また、最新の法律はe-Govで検索できますし、中古本と比較して変更点を確認できるのもポイントです。
なぜなら、過去と現在では適用条件が異なるケースもあるため、両方とも条件を把握していることも大切になるからです。

税務の国家資格である税理士になるためには

税務の勉強をする場合、最終的に取得できる国家資格は、税理士資格です。
税理士は、確定申告書の作成を独占業務として請け負っているため、資格を取得すれば転職などで極めて有利となります

⑴税理士試験の科目

税理士試験は、会計学と税法の2種類の勉強をすることになります。
会計学とは、簿記論と財務諸表論の2科目であり、税務の実務で必要な知識が対象です。
一方、税法に属する科目は、

所得税法
法人税法
相続税法
消費税法又は酒税法
国税徴収法
住民税又は事業税
固定資産税

これだけの税法が対象となります。
ただし、すべての税法を勉強する必要は無く、税理士試験ではこのうちの3科目を選択し、試験を受けます。
(所得税法と法人税法のいずれか1科目は必ず選択すること)
なお、税理士試験は会計学2科目と税務3科目、合計5科目を合格する必要があります。
ただ、税理士試験は科目合格制で、1度合格した科目は再度受験する必要はありません。
そのため、毎年受験する科目を絞って勉強することが合格するコツとなります。

⑵税理士試験の受験資格

税理士試験には、受験資格があります。
受験資格には大きく3種類あり、いずれかの条件を満たせば、税理士試験が受験できます。

<税理士試験の受験資格の要件>
学歴による受験資格
・大学で法律学を履修した者など

資格による受験資格
・日商簿記検定1級合格者
・全経簿記検定上級合格者

職歴による受験資格
・法人や事業行う個人の会計に関する事務に2年以上従事した者
・銀行、信託会社、保険会社等において、資金の貸付け・運用に関する事務に2年以上従事した者
・税理士・弁護士・公認会計士等の業務の補助事務に2年以上従事した者
※詳細資格については、税理士試験受験資格の概要(国税庁)でご確認ください。

⑶税務資格取得のために必要な勉強時間

税理士の試験の必要勉強時間は1科目400~600時間と言われています。
予備知識や仕事上で覚えた知識を活用できれば短縮されますが、難関試験であることに変わりありません。

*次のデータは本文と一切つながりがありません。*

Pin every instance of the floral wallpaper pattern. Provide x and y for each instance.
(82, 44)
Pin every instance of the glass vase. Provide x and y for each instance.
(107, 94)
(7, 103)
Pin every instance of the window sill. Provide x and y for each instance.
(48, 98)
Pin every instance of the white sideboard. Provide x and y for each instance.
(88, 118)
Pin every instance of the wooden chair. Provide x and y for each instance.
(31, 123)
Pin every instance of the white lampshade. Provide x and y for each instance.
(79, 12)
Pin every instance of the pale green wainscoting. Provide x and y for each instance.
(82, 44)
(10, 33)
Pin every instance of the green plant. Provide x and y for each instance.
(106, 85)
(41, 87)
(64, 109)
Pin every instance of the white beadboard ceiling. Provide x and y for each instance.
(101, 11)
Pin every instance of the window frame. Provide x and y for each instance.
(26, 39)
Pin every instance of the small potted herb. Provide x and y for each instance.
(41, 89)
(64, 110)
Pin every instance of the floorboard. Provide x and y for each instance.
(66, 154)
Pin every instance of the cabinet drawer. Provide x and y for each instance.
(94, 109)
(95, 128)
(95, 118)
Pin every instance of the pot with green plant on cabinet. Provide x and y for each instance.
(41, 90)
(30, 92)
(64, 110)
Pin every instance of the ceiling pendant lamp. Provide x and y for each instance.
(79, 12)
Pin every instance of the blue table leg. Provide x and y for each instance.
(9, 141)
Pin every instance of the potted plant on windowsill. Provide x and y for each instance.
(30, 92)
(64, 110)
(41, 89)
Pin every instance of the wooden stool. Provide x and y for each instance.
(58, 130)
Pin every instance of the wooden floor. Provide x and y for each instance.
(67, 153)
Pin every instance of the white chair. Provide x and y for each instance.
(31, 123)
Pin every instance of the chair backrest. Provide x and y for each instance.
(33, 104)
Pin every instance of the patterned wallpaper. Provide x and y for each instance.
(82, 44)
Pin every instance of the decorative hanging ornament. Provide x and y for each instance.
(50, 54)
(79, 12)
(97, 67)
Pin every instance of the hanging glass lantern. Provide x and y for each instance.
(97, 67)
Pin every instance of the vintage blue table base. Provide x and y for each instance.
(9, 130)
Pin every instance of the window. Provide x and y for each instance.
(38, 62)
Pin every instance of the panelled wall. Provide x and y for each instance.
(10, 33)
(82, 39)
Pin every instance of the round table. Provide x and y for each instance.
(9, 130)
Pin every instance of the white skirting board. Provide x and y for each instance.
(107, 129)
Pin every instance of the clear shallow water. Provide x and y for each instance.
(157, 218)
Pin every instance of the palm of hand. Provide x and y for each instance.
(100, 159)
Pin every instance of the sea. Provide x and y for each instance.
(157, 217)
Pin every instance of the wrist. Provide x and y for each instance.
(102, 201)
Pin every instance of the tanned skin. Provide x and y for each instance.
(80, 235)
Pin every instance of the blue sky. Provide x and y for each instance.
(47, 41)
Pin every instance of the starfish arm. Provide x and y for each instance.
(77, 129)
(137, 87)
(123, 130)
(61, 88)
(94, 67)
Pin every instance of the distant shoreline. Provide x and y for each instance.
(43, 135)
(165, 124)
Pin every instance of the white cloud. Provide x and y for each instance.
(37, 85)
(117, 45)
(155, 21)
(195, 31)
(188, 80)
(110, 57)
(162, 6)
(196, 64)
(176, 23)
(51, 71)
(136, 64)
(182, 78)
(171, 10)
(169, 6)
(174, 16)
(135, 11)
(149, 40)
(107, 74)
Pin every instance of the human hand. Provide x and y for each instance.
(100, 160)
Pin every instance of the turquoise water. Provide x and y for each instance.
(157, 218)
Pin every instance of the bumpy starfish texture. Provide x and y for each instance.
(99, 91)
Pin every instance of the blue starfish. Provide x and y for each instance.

また、毎日2時間勉強しても730時間ですので、仕事をしながら税理士試験を受ける場合には、1年間で2科目分の勉強時間を確保することが精一杯。
ただ、前述の通り、税理士試験の科目は1度合格すれば、再度受験する必要はありません。
毎年勉強科目を2つに絞れば、3年間で合格できる計算です。
ですので、仕事をしならが税理士試験を目指す場合には、長期的に計画を立てることが必要です。
実務経験を経て税理士試験に合格すれば、転職にもプラスとなりますので、将来を見据えて勉強に取り組みましょう。